Ces sept minutes de musique survoltée occupent un rang privilégié entre la Suite scythe et la Deuxième Symphonie parmi les manifestations du “fauvisme” du compositeur. Mais comment mobiliser de pareils effectifs pour seulement sept minutes? Le texte de Balmont décrivant ces sept divinités implacables, face auxquelles il n’y a qu’une soumission terrifiée, contient des paroles sinistrement prophétiques quant on pense au futur destin du compositeur enfermé dans l’empire stalinien: “Ils rapetissent et le ciel et la terre, ils ferment des pays entiers comme on ferme une porte, ils moulent les peuples comme les peuples eux-mêmes moulent le grain...”. Brrr!
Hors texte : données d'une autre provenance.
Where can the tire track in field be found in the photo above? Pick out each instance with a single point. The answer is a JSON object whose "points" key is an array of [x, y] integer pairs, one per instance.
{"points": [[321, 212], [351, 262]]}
Dans sa naïveté et son immense volonté de bien faire vis-à-vis du régime dont il était à présent le citoyen, Prokofiev composa en 1936-37 une colossale Cantate pour le vingtième anniversaire de la Révolution d’Octobre, ajoutant aux solistes (parfois amplifiés par hauts-parleurs), aux choeurs, d’hommes et mixtes, et à un immense orchestre symphonique des fanfares, une formation d’accordéons, une autre de balalaïkas et une troisième de percussions. Mais l’oeuvre fut rejetée comme “formaliste” et inexécutable, et même sa création quinze ans après la mort du compositeur fut amputée du Finale, car écrite sur des paroles de Staline, désormais tombé en disgrâce posthume. Or, cette oeuvre n’est nullement un monstre, mais une fresque d’une stupéfiante maîtrise confirmant un génie inné de la Révolution, au sommet duquel on entend Lénine proclamer la victoire par mégaphone du haut d’une barricade, maîtrise déjà pleinement les techniques de montage qui triompheront dans la Bataille sur la glace d’Alexandre Newsky.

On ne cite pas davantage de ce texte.